IGM asked the same question in June: at that time, 33 percent agreed with the statement, 36 percent were uncertain, 26 percent disagreed, and 4 percent strongly disagreed. So while the share that is uncertain has remained at just over a third, the share that agreed has gone from a third to over a half, and the share that disagreed has gone from just under a third to less than an eighth.
Several panelists who agreed with the statement comment on the role of the Fed. Markus Brunnermeier of Princeton said, “The outcome will depend on the Fed reaction function and future fiscal policy.” And David Autor noted, “The Fed erred correctly on the side of labor market recovery over inflation risk. Inflation risk is now inflation reality. Recalculating...”

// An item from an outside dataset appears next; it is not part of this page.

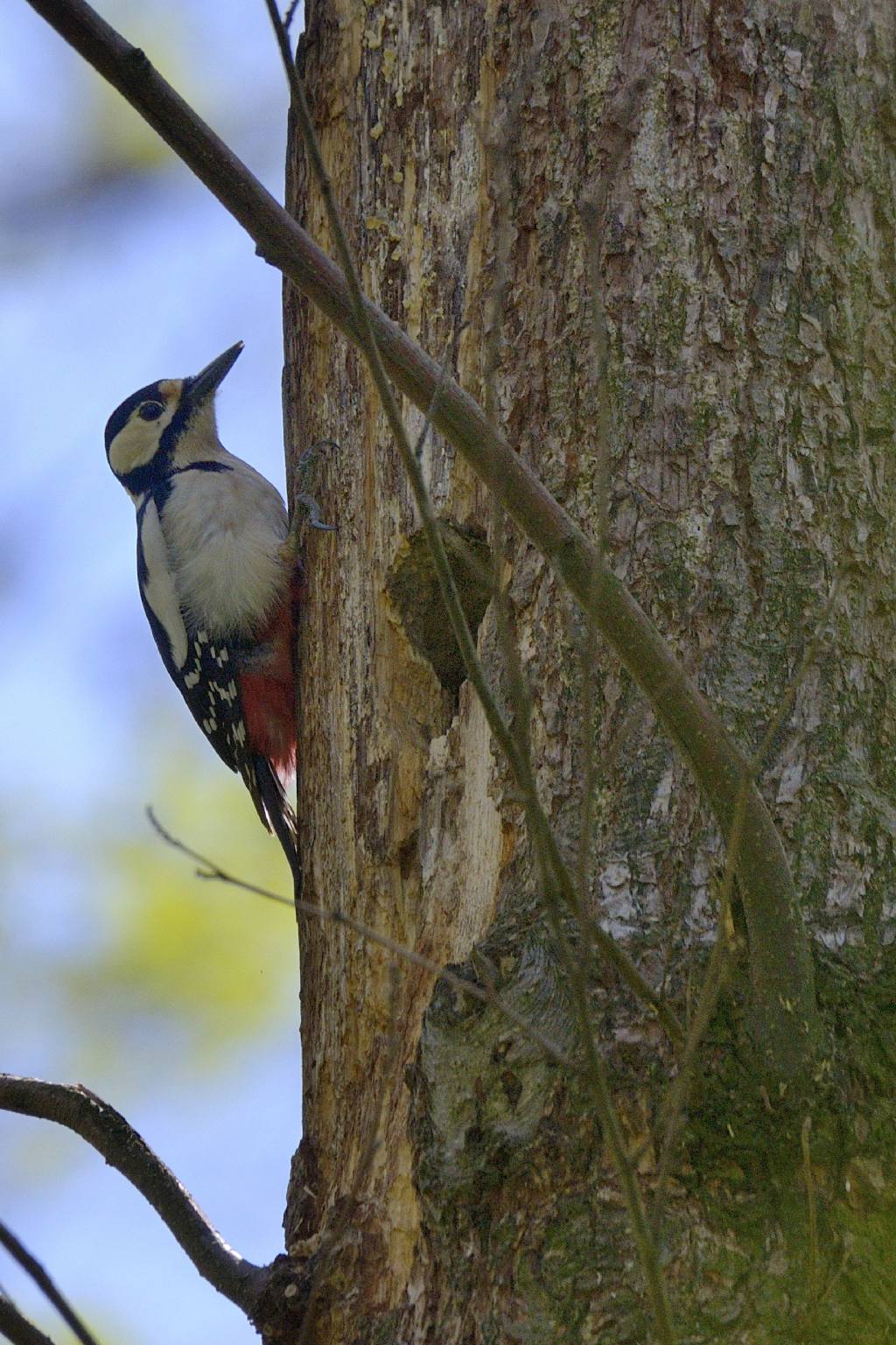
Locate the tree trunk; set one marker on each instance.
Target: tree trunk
(732, 168)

Ray Fair of Yale pointed to his own analysis of the issue: “I have a recent paper, ‘What Do Price Equations Say About Future Inflation?’, which has higher inflation predictions than the Fed expects.” Peter J. Klenow added, “This is why markets expect the Fed to eventually tighten,” providing a link to the Atlanta Fed’s market probability tracker. And Eric Maskin of Harvard referred to fiscal policy: “There are indeed inflationary risks, but the infrastructure act and the Build Back Better bill may help ease long-term inflation.”

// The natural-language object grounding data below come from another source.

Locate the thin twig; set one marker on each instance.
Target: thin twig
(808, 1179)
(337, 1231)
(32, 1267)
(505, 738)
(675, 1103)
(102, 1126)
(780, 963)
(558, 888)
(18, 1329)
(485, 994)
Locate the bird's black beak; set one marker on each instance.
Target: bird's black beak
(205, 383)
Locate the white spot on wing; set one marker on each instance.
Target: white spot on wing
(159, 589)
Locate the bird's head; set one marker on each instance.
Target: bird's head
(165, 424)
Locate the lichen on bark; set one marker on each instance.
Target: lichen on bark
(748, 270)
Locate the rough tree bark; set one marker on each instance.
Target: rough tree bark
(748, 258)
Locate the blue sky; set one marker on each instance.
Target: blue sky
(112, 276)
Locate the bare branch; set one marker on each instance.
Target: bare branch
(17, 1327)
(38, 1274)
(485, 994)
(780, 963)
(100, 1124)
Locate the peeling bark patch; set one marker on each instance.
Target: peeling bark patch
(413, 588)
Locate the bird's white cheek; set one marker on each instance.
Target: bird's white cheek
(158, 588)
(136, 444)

Others who agreed with the statement were concerned about our collective lack of experience of inflation in recent times. Robert Shimer noted, “We have no recent experience in an environment with unanchored inflation expectations.” Michael Greenstone of Chicago commented, “Source of inflation is uncertain but current policy mix seems to assume too low probability that monetary/fiscal policy can make it worse.”
Among experts who said that they were uncertain, Jose Scheinkman of Columbia said, “Would agree, if current fed funds rate and rate of asset purchases are maintained even if inflation fails to abate, but not otherwise.” Richard Schmalensee observed, “I agree that current policy is too expansionary, but the Fed is shifting, and the statement seems way too strong.”

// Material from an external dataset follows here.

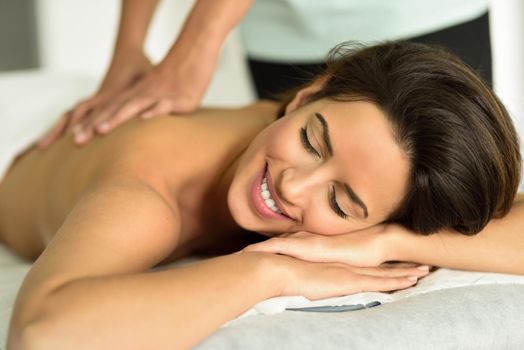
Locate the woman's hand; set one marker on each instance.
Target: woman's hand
(123, 73)
(324, 280)
(367, 247)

Kenneth Judd of Stanford, who was also uncertain, noted, “Inflation dropped as deficits rose in the 1980s. Increases in money did not ignite inflation after 2008.” In a related comment, Larry Samuelson, who agreed with the statement, added, “Our old models suggest that massive deficits eventually beget inflation. But, this has not happened yet, so perhaps we need new models.”
Finally, William Nordhaus, who strongly disagreed with the statement, explained, “The Fed has the tools and the will, but it may take time because of inertia coming out of years of low inflation.”